Skill sports have become infested with an alarming machismo. We are captivated by the quickest this and fartherest that. Soon we will measuring the distances sixes travel. But greatness in cricket, or hockey, or soccer, does not lie in muscle fibre. Golfers may be more active in the gym that ever before, but no 200-pound bench press can make-up for a mechanically unsound swing.

But the 100mph debate also, in a different sense, suggests how consumed we are by statistics (every ball, even spinners, sometimes are timed!). Our appreciation has become completely number-driven, and while some statistics have been, and still are, vital (i.e. runs scored, wickets taken, partnerships, etc) most are irrelevant. In attempting to be informative, television has turned tedious. If Sunil Gavaskar played today you'd think some TVs might actually be turned off (Arre, so many balls, so few runs). Once leaving the ball was a skill, now its a misdemeanour. There is no big picture now, there are only figures. And it is changing the way we find our pleasure from cricket.

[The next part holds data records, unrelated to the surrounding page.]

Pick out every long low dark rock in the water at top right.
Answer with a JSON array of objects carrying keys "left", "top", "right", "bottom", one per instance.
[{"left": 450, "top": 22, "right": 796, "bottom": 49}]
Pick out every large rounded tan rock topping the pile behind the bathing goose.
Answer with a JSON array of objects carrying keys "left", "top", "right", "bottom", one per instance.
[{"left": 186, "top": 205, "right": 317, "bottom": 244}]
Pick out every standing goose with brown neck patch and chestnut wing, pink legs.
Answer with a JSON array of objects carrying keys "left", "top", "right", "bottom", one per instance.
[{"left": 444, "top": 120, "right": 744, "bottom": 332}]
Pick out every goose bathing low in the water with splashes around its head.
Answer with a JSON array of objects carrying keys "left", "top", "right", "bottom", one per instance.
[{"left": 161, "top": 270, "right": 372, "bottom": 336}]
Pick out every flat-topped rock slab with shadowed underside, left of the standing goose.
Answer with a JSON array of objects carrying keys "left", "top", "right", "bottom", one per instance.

Tendulkar and Lara, for instance, are primarily viewed through a prism of figures. Who scored how much and against whom. The wonder of watching them bat has become only a corollary to the data on offer. The faster they score the more beautiful it is perceived as. But numbers tell only one story.

Beauty cannot be so starkly measured, wonder cannot be so simplistically gauged: a Tendulkar off-drive is an aesthetic experience beyond some numerical classification, the poetry of a Lara late-cut cannot be evaluated through some colour-coded graphic. The sweetness of balance and the dancing of feet, the gambler's instinct meshed with surgeon's technique, the reading of a ball's length and the bowler's mind, is something to marvel at in itself. But instead it is the end not the means that matters these days. It is why a Tendulkar innings is described as 40 runs, 34 balls, six fours, one six, one two, 8 singles, 29 minutes and often left at that. Sport once was theatre, now it's a mathematics convention.

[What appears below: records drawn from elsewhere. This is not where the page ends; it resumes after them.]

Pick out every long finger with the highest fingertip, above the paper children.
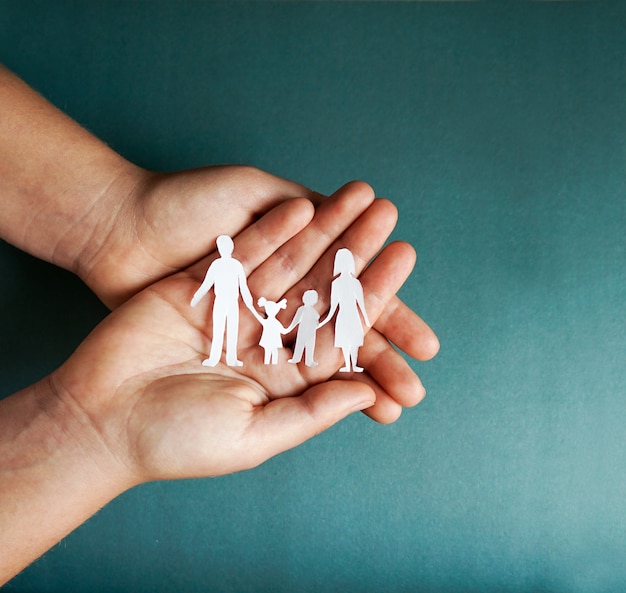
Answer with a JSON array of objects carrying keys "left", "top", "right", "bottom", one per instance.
[{"left": 250, "top": 181, "right": 376, "bottom": 300}]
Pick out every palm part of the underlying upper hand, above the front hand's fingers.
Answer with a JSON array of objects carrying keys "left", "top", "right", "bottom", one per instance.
[{"left": 79, "top": 166, "right": 322, "bottom": 308}]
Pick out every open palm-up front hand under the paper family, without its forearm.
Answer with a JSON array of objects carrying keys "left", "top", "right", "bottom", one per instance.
[{"left": 50, "top": 183, "right": 436, "bottom": 483}]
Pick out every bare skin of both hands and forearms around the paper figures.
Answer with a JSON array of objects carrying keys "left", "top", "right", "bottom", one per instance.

Spinners, like Bedi once and Murali now, pacemen like Akram or McGrath, are seducers of batsmen, they set plots and weave plans, they think out the opposition, they confuse them. It is an exercise of stealth, cunning, imagination, swing, length and control that is a joy to behold. Instead this unfolding adventure is explained us as no wicket taken for five overs, and graphics which carry incredible data that read 3 balls were bowled on off stump, and 2 on leg stump.

Statistics are not useless, indeed they play a important role, whether as explanation or for comparison, especially for writers, even for me. But sport is being cluttered with them, being interpreted solely through them, and the game and our pleasure is lesser for it. Television producers will insist that is what people want. Fine, but I'm not one of them.